A number of innovative experts on hormonal health have shared their thoughts about what constitutes optimal treatment for hypothyroidism, and their approaches to providing optimal treatment for people with an underactive thyroid. The varying approaches represent a variety of conventional, holistic and integrative ways to diagnose and treat hypothyroidism.
A normal TSH does not rule out thyroid dysfunction and a low TSH is shown to be an indication of excessive tissue thyroid levels only 20% of the time (80% of the time that is not the case). The TSH becomes an extremely poor marker for tissue thyroid levels if there is any inflammation, depression, chronic illness, chronic dieting, obesity, stress, chronic fatigue syndrome, fibromyalgia, diabetes, insulin resistance, leptin resistance present.
-- Kent Holtorf, MD
Using an arbitrarily determined, absurdly broad range blood test (TSH) as the primary and often sole marker and decision maker for the diagnosis and treatment of hypothyroidism doesn't work and is illogical if we are looking to help patients feel better...
-- Erika Schwartz, MD
An excerpt from the information on Dr. Friedman:
[Optimal] thyroid hormone replacement [is] based on three factors: how the patient is feeling, the patient's thyroid function tests, and side effect profile.
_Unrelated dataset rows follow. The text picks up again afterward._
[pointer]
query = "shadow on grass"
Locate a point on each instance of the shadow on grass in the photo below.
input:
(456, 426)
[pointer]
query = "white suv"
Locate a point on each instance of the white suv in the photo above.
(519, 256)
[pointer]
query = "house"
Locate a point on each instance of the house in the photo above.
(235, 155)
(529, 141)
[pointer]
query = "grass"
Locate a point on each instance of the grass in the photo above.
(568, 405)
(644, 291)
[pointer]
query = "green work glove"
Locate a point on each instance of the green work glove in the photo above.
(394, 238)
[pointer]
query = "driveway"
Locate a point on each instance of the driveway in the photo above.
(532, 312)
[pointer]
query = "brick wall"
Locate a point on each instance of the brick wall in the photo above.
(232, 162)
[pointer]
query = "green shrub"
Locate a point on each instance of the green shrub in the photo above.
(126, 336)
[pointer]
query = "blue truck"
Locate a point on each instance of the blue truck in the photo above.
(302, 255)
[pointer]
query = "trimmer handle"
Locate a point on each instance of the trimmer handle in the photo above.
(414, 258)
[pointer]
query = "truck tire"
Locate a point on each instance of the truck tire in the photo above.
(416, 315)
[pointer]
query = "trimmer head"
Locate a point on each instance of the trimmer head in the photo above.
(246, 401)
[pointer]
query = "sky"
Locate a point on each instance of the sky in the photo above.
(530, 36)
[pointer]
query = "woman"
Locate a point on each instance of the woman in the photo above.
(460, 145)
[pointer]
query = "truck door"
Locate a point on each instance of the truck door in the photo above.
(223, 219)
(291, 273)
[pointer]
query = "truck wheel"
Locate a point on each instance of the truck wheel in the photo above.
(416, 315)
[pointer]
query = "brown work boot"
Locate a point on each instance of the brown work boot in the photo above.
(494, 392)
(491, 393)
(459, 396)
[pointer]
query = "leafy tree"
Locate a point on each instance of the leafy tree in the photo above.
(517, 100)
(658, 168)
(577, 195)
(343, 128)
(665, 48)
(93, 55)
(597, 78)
-- Theodore Friedman, MD, PhD
Often the deciding blood test is a TSH level, but even a full panel of thyroid tests is overrated. Blood tests alone, whatever ranges of normal are used, should not be the sole arbiter of therapy. They are just not reliable enough.
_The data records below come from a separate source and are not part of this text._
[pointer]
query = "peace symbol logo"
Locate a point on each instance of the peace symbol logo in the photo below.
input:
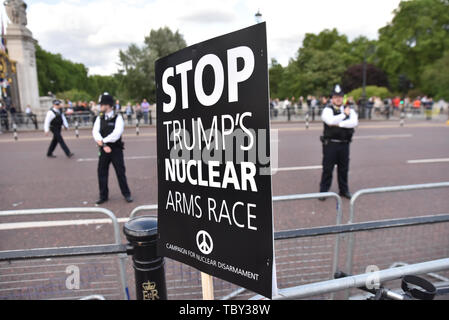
(204, 242)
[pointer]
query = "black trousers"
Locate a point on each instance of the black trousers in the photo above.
(116, 157)
(57, 138)
(335, 154)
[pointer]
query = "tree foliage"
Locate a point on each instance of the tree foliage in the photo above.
(409, 56)
(416, 37)
(353, 77)
(137, 63)
(371, 91)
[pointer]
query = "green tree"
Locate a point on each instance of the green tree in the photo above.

-- Richard Shames, MD, Karilee Shames, RN, PhD
Regardless of "normal labs," when there aren't other obvious causes of troublesome symptoms that are likely caused by hypothyroidism, I will empirically treat the patient with thyroid hormone to free her/him from their suffering.
-- Ken Woliner, MD
A key point from his article:
Clinicians or patients should order the tests, but if the tests are all in range, a patient shouldn’t accept that he or she is negative for hypothyroidism. If the patient has symptoms and signs characteristic of hypothyroidism, a trial of thyroid hormone therapy is proper.
-- Dr. John Lowe
Since I believe that hypothyroidism is a clinical diagnosis, the lab values are not the determining factor for me. Many clinically hypothyroid patients have test results within the reference range and yet respond beautifully to treatment.
-- Robban Sica, MD
It is not simple, quick, or easy, and it most often involves lifelong dietary and lifestyle changes, but a faltering thyroid is a warning that must be heeded before the person's health deteriorates further.
-- Dr. Datis Kharrazian
A key point:
So many of my hypothyroid patients also have adrenal dysregulation, and don't feel better on thyroid augmentation unless their adrenals are optimized simultaneously.
-- Sara Gottfried, MD
Many times patients can have a "normal" TSH test and yet sit there in front of the doctor with physical signs such as, dry parchment-like skin, thinning of the outer third of the eyebrows, dry straw-like hair or thinning of the hair on the scalp and extremities...
-- Ron Manzanero, MD
11. Mark Starr, MD
A central point:
The majority of patients I see have mild to moderate adrenal deficiency that must be addressed before starting thyroid hormones.